Based on the data (Fig. 3), slightly fewer ONT candidates have been tested in vivo versus in bacterial or in vitro mammalian tests. However, the WG does not consider this finding to be indicative of divergence from ICH S2(R2) guidance (i.e., Option 1 or 2 approaches).⁶ Rather, it is more likely to reflect a greater number of ONT candidates in pre-FIH development (when in vitro tests are required) versus pre-Phase 2 development (at which time the in vivo test is required).
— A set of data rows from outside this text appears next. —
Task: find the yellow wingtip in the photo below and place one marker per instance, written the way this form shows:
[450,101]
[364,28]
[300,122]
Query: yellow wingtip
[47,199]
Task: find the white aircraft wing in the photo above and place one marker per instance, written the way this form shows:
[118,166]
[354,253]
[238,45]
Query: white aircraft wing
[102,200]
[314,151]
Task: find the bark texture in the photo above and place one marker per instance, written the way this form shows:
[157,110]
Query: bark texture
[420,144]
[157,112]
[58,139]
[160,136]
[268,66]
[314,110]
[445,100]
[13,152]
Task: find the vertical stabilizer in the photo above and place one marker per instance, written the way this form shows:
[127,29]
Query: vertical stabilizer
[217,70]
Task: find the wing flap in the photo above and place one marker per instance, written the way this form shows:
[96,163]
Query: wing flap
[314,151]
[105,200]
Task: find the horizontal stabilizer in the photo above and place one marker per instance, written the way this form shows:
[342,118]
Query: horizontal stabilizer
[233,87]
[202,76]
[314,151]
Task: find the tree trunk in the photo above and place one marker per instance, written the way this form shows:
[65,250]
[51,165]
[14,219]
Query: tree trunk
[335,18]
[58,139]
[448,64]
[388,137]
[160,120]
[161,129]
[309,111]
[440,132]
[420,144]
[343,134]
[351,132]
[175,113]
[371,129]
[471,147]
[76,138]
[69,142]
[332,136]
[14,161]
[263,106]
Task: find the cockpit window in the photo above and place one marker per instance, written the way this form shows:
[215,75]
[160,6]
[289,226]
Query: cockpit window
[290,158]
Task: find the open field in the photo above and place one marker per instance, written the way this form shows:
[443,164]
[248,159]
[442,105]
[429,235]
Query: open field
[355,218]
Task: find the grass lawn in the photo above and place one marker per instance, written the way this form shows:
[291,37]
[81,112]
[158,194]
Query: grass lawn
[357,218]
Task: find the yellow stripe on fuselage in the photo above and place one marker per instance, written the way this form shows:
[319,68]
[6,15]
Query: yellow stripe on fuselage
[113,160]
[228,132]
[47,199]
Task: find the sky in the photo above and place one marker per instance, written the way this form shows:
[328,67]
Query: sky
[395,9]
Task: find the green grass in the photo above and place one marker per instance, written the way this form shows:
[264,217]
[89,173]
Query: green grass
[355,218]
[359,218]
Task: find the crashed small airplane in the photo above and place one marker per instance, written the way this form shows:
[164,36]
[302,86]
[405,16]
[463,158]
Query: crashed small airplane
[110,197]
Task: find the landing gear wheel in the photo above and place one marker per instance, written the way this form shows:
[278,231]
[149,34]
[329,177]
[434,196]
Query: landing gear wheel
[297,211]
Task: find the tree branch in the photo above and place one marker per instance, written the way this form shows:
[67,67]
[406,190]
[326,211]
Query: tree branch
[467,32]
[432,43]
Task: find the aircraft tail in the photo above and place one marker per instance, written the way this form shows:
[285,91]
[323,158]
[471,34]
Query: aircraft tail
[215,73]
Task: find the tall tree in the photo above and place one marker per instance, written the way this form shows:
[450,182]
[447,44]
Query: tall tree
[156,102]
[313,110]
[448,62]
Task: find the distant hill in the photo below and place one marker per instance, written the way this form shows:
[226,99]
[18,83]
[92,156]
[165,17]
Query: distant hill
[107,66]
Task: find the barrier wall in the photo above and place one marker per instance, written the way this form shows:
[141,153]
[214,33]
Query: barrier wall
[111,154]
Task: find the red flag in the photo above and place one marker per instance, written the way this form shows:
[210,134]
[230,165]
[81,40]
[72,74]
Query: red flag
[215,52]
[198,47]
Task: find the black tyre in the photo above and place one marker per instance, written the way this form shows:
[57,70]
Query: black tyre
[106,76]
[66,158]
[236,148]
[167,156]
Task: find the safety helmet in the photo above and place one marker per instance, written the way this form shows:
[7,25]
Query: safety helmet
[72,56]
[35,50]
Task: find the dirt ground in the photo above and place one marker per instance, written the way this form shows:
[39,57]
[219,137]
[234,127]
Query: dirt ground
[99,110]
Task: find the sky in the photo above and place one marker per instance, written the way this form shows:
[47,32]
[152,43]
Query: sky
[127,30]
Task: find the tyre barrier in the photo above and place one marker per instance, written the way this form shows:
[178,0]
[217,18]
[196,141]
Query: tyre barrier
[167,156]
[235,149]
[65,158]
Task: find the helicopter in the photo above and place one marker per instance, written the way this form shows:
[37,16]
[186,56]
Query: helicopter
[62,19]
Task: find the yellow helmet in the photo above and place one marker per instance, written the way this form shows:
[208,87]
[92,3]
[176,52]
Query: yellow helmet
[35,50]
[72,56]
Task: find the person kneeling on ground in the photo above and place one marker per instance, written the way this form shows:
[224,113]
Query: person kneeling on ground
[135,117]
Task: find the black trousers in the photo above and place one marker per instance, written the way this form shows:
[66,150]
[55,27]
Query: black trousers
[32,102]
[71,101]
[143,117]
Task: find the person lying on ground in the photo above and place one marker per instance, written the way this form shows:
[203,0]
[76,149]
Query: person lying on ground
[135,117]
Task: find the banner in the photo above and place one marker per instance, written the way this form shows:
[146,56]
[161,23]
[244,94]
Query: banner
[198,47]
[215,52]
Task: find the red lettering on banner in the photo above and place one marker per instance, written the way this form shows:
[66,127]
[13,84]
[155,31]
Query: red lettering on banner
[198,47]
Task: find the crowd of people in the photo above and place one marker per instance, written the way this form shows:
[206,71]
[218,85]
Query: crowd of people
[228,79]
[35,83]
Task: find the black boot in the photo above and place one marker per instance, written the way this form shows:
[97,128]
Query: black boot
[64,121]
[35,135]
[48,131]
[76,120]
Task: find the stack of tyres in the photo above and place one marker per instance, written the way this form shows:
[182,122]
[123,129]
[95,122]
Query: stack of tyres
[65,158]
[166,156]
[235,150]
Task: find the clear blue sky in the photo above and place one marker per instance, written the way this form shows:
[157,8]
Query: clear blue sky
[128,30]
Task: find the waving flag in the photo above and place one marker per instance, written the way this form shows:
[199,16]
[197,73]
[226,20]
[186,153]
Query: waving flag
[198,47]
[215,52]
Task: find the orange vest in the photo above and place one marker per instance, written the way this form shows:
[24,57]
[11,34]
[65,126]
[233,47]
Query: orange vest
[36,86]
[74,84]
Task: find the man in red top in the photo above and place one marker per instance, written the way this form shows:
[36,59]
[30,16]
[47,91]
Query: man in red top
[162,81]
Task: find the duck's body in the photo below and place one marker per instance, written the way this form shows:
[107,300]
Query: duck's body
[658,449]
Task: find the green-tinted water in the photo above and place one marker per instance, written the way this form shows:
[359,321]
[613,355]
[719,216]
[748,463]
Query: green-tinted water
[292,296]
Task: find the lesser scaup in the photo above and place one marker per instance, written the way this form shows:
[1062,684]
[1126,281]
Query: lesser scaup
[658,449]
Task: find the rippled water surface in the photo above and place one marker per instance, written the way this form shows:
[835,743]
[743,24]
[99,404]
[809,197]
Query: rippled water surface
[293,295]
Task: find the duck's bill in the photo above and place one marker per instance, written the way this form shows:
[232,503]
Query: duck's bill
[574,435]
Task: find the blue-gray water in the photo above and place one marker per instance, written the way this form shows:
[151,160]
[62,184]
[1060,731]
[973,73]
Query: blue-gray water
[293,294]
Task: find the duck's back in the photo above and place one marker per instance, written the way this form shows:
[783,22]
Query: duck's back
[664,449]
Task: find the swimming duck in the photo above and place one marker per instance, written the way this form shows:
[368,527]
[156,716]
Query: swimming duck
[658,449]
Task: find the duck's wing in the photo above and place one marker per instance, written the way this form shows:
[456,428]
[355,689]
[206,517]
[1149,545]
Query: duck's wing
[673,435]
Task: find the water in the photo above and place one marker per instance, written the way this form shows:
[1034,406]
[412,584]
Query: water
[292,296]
Just two respondents indicated that they had evaluated the genotoxicity of ONT modifications as individual monomers, with PS and 2MOE the only synthetic modifications being tested; both were confirmed as negative (Table 3). In addition, as mentioned above, the 2′-fluoro modified monomers contained in pegaptanib are nongenotoxic.²⁴ Modified monomers could theoretically cause genotoxicity through nucleotide pool imbalance or incorporation into nuclear DNA.^37–39 These hypothetical concerns also apply to naturally occurring nucleotides, although it is important to note that the PMDA guidance on the nonclinical safety evaluation of ONTs indicates that genotoxicity testing of candidates containing only naturally occurring nucleotides is not expected.¹³ Nonetheless, modified nucleotide monomers from siRNAs administered at suprapharmacological doses in rats did not exceed levels of endogenous ribonucleotide and deoxynucleotide pools.⁴⁰ Additionally, modified mononucleotide components of ONTs are neither designed nor intended to interact with DNA or RNA processing and they are generally poor substrates for endogenous mammalian kinases or polymerases.^40,41 Should any modified nucleotides be incorporated into DNA, the potential to cause strand breakage or mutation would have been assessed adequately using the standard genotoxicity test battery⁶ on the intact ONTs.^8,10,40,41

Confirming ONT exposure in the test system

A clear recommendation of the OSWG Genotoxicity subcommittee was the demonstration of ONT exposure in cells or tissues used for genotoxicity assessment.⁸ Evidence of exposure may be generated using relevant tool ONTs (i.e., molecules with the same chemistry/design, including conjugated targeting platform) or in in vitro or in vivo models comparable to those being employed for genotoxicity testing, conferring validity on the experiment.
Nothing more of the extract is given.